Philippians 1: 21. . .”To live is Christ and to die is gain.”
The words spoken by the Apostle Paul where in laymen’s terms basically wished he was dead. Although with the belief in eternal life, he wouldn’t really be dead. But to a lost and dying world this phrase would probably come off as sounding suicidal.
It’s not uncommon for people today to see the corruption of the world and long for a better one. If it can’t be established here then many long for the next life, even if there isn’t one. Even Solomon said in the book of Ecclesiastes that it was better to never have been born than to see all of the corruption that goes on under the sun.
This is why Jesus said to die to ourselves. When you lose your will to live, focus on serving a higher purpose. The only path worth pursuing is spiritual enlightenment.

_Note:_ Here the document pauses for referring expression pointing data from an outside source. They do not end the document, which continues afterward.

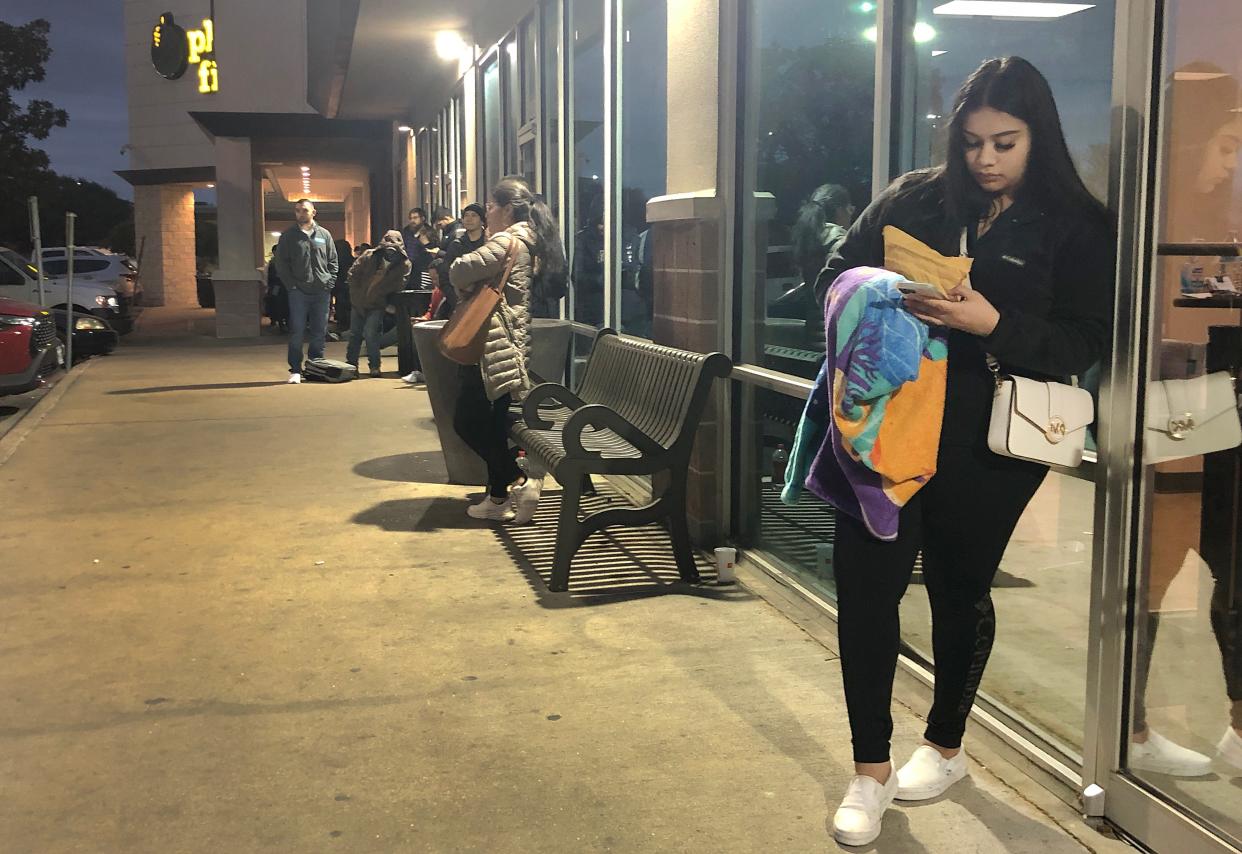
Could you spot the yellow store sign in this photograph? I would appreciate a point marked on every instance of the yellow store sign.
(175, 49)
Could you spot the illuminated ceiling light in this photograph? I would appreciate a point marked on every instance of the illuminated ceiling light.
(450, 45)
(1011, 9)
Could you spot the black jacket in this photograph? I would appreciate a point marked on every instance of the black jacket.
(1048, 273)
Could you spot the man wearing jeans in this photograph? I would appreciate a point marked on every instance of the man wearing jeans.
(306, 261)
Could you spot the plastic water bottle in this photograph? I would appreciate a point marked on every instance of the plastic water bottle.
(780, 459)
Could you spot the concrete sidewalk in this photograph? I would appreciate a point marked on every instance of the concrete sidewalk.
(241, 616)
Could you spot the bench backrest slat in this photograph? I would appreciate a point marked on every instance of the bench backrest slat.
(656, 387)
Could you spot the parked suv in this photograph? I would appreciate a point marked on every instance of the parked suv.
(29, 349)
(93, 265)
(19, 279)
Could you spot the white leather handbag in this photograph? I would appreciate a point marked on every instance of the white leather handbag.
(1043, 422)
(1191, 417)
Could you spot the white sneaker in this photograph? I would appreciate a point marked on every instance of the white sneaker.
(1230, 750)
(525, 500)
(1159, 755)
(928, 775)
(489, 509)
(857, 821)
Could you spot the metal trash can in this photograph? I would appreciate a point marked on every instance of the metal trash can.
(409, 304)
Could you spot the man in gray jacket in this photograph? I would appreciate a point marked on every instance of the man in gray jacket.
(306, 261)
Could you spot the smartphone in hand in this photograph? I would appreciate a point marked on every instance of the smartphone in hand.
(924, 289)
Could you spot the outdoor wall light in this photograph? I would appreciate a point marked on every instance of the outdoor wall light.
(450, 45)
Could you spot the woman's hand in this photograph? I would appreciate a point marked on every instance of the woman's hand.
(965, 309)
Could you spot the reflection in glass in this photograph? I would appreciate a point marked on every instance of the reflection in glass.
(810, 140)
(1186, 688)
(643, 154)
(589, 170)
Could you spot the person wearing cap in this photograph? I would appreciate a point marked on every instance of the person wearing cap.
(465, 240)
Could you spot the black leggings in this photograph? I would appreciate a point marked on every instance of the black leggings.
(483, 425)
(961, 520)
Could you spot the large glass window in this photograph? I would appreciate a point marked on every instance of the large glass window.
(552, 102)
(1187, 652)
(589, 169)
(643, 114)
(809, 129)
(492, 130)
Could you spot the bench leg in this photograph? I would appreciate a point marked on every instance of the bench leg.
(569, 535)
(679, 531)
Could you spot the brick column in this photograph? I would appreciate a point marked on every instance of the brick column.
(688, 296)
(164, 231)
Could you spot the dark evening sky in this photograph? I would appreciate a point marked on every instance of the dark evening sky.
(86, 77)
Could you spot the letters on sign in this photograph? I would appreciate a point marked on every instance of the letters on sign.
(174, 49)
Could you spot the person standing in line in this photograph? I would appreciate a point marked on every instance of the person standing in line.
(1040, 301)
(373, 277)
(467, 237)
(420, 246)
(306, 261)
(516, 220)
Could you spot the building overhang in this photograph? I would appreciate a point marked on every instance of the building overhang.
(179, 175)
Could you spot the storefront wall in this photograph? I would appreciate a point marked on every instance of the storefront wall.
(678, 140)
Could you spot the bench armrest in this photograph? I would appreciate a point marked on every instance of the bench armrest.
(596, 415)
(545, 391)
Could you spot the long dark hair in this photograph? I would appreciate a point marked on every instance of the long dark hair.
(1014, 86)
(527, 207)
(807, 232)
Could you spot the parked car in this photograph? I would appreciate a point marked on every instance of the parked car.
(92, 335)
(29, 349)
(19, 279)
(93, 265)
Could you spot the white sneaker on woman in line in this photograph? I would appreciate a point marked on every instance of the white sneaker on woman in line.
(1230, 750)
(1159, 755)
(491, 510)
(862, 809)
(525, 500)
(928, 775)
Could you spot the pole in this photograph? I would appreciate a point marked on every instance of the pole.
(37, 240)
(68, 297)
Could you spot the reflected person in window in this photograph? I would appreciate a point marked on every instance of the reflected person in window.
(1040, 301)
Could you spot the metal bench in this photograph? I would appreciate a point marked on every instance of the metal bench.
(636, 412)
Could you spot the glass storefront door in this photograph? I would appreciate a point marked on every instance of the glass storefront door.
(1174, 760)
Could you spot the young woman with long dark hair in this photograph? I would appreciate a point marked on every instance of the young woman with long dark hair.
(514, 219)
(1038, 299)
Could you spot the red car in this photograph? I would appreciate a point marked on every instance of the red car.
(29, 348)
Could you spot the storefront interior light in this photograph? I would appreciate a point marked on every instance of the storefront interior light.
(1010, 9)
(450, 45)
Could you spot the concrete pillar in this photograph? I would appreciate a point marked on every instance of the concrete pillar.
(239, 202)
(164, 232)
(687, 229)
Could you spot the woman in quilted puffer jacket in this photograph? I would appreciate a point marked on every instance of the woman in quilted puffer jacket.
(514, 219)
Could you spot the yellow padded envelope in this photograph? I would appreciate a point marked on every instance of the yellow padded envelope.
(919, 262)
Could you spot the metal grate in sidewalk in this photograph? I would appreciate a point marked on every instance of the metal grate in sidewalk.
(616, 560)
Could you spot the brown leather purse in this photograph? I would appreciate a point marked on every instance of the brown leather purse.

Also don’t judge someone who appears spiritual but doesn’t profess Christianity. Even the religion itself has become tainted by the world. Many who reject it may still be led by the Spirit indirectly.
We also don’t want to judge someone who takes their own life. We all have to go sometime. Maybe that is the way the Holy Spirit led them to go. When a person has all they can take of this life and takes life into their own hands, this could still be from God.
I have had suicidal thoughts for 16 years. It is my will to live that keeps me alive. The corrupt healthcare system tells us that we don’t have any willpower of our own. Sadly professional help is nothing more than a sales gimmick these days. They will try and keep is dependent on the system for as long as they can. At times it will seem overpowering. All you have to do is understand the origins of the Pharmaceutical system.
As much as I hate to lie, sometimes you have to in this world For instance not disclosing one has a mental illness diagnosis for fear of losing their license or losing a job. Also not disclosing bad thoughts so you don’t get arrested. You have to really know yourself though. Just follow you conscious and do what is right for you. For me, I have had a doctor tell me that f I know I am not going to hurt myself and the episodes pass within a day or so, just ride them out and harness my coping strategies.
To sum it up, maybe thoughts of death are really just homesickness for someplace that only our faith assures us exists. It may not be depression after all. You can’t fully trust the system that writes prescriptions so flippantly just so they can get their quota. But if you don’t want to be enslaved to the luciferan paradise, there is only one place left to turn.